Given two paired, continuous variates (denoted as Y1 and Y2), the standard frequentist parametric analysis is the paired t-test. This analysis is predicated on the assumption that the scores are independent, identically-distributed data from a normal distribution for each condition. However, the parametric assumptions are not likely to be strictly true. The possibility of mixture processes invalidate the assumption of the scores being independent and identically distributed. Moreover, there are processes where the central limit theorem does not apply because the underlying stochastic process is not based on the mean value of a latent distribution. Processes such as flooding or task completion time have measures that are dependent on the minimum or the maximum of an underlying process rather than a mean value. The parametric assumptions for the paired t -test are not reasonable for this type of research. Consequently, it is prudent to have a powerful alternative method for doing statistical inference that is not based on parametric assumptions. The Wilcoxon signed-rank test is the most powerful frequentist alternative to the paired t-test (Siegel and Castellan, 1988).1 Because the signed-rank procedure uses rank values, it has the additional advantage of not being susceptible to the undue influence of outlier scores. Consequently, the Wilcoxon signed-rank test is a more robust inferential approach than the standard t-test.
Chechile (2018) developed a Bayesian version for the Wilcoxon
signed-rank statistic. The theory for the Bayesian version of the
Wilcoxon signed-rank test is described below in the section The Bayesian Wilcoxon Signed-Rank
Procedure, and examples for using the dfba_wilcoxon()

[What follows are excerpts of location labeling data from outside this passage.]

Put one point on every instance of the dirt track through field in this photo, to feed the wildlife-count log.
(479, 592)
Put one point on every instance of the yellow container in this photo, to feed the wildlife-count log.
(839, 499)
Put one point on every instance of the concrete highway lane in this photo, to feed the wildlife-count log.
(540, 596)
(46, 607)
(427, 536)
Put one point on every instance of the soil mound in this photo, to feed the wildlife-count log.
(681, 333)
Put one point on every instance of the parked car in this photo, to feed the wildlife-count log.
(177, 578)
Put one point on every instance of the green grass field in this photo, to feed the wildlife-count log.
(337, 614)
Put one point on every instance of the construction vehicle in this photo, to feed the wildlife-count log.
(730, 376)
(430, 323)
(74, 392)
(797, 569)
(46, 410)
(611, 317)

function are provided in the section Using
the dfba_wilcoxon()
Function. Sections 2 and 3 involve
issues associated with Monte Carlo sampling, approximating the posterior
distribution with a beta distribution, the likelihood principle, and the
Bayes factor; please see the vignettes for the
dfba_beta_bayes_factor()
, dfba_binomial()
and
the dfba_beta_contrast()
functions for more
information.
The frequentist Wilcoxon signed-rank procedure is based on the rank of the difference scores d = Y1 − Y2 (Wilcoxon, 1945). The ranking is initially done on the absolute value of the nonzero d values; any data pair where d = 0 is discarded. Thus, all the remaining |d| are positive rank values. In a second step, the signs for the d values are assigned to the absolute value d values. The sample Tpos statistic is the sum of the ranks that have a positive sign. The sample Tneg is the positive sum of the ranks that have a negative value; thus Tneg is also a positive value. As an example, consider the data, taken from Chechile (2018), where there are the following eight d values along with their corresponding signed ranks sr:
d (differences) | sr (signed ranks) |
---|---|
1.72 | 4 |
0.69 | 3 |
0.59 | 2 |
2.53 | 5 |
18.96 | 8 |
-2.94 | -6 |
-3.67 | -7 |
0.56 | 1 |
The resulting T statistics for this example are: Tpos = 23 and Tneg = 13. In general, for n nonzero d scores, Tpos + Tneg = n(n + 1)/2. Note for the above example that Tpos + Tneg = 36. Because the two statistics sum to a constant, statistical inference may be performed with only one of these two statistics. Let us focus on the Tpos statistic.2
The frequentist Wilcoxon signed-rank procedure assumes the null
hypothesis that the rate of positive signs is precisely .5, and based on that assumption, it computes
the likelihood for the observed Tpos
plus more extreme (unobserved) Tpos
values. For the above example, the frequentist approach assumes the null
hypothesis of a .5 rate for positive
signs and computes the likelihood for Tpos ≥ 23
given n = 8. If the summed
likelihood (i.e., the p-value) is less than α, then the frequentist signed-rank
test rejects the assumed null hypothesis. The inclusion of more extreme
likelihoods than the observed likelihood violates the likelihood
principle, (see the vignette about the dfba_binomial()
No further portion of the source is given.